When he first joined Chelsea, he looked to use the 4-3-3 system, but as early as his second game, he switched to the 4-3-2-1 Christmas tree formation because he felt it was the better option. Later, he swapped between both setups.
No one should doubt his tactical nous. But what Ancelotti needs now, to get the best out of his Real Madrid side, is probably the one thing that he hasn’t got—time.
Ancelotti has problems. After the derby defeat to Atletico, Madrid are five points adrift from top spot in La Liga and Ancelotti is seemingly in charge of a team ill-equipped to play the style of game he has been asked to play. Things at the Bernabeu are looking shaky. Just seven games in, and already Ancelotti has changed his approach on more than one occasion.
Diario As's cover: Ancelotti is a mess. pic.twitter.com/SSuf2UxjDm— Real Madrid Info (@RmadridInfo) September 30, 2013
Initially, as per Marca, he proclaimed his team would play a passing game. Soon after, in an interview with AS, he seemed to alter his stance. "We don't need 30 passes...I can’t go against the qualities in my players, and if we find the solution in three passes instead of 30, that’s what we’ll do. I’m Italian, and the counter is one option I like.”
After Madrid's loss on Sunday, a game in which Ancelotti replaced Isco with Alvaro Morata as his team sought an equaliser, the Madrid coach was clearly unhappy with how his tactics played out.
"The buildup is slow, and when the ball reaches the forwards there is no space," Ancelotti said, according to Reuters. "We need to be a bit more direct, move a bit quicker and play with greater movement. The system isn't the problem, the problem is speed."
As we all know, Real is a club where style and results are given the same importance.

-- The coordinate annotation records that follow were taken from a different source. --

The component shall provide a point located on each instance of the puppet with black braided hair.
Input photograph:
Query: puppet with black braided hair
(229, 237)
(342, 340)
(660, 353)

Ancelotti is facing these kinds of demands for the first time, but he hasn’t got the team to play the type of game he wants to. Real Madrid have pace to burn and are naturally a counter-attacking side, but the desire has always been for them to be the aggressor, the protagonist.
That is how the president, Florentino Perez, wants them to play.
Ancelotti began with a 4-3-3, but now he is using 4-4-2 with a front two of Karim Benzema, who is constantly missing in action, and Cristiano Ronaldo, who is wandering around like a lost boy because there's no link to him. Mesut Ozil, now at Arsenal, is already being missed.
Isco is a magnificent player, but he is far more forward-minded than Ozil and cannot maintain the rhythm of play that the German could. Against Atletico, Ancelotti made the mistake of starting Asier Illarramendi instead of Luka Modric, although he corrected that at halftime before sacrificing Isco for Morata, when perhaps the more ruthless replacement of Benzema would have been wiser.
Why did he keep Benzema on? Some commentators believe it is because he is a protege of the president, and Ancelotti is a club man.
Meanwhile, Madrid's players (Ronaldo among them; see this BBC article) are blaming themselves for what is going on. It feels like they are still in a virtual state of decompression after the turbulent Jose Mourinho years. At the moment, it is hard for them to follow with the intensity required for the tactical obligations they have to fulfill with and without the ball.
After just seven games, rumblings of discontent can already be heard from sections of the media and some of the fans. There is already a sense of disenchantment in the building, made worse by the fact that the two teams they probably dislike the most—deadly rivals Barcelona and noisy neighbours Atletico Madrid—have hit the ground running with 100 percent starts to the season.
Ancelotti needs time, but people are very impatient at the Bernabeu.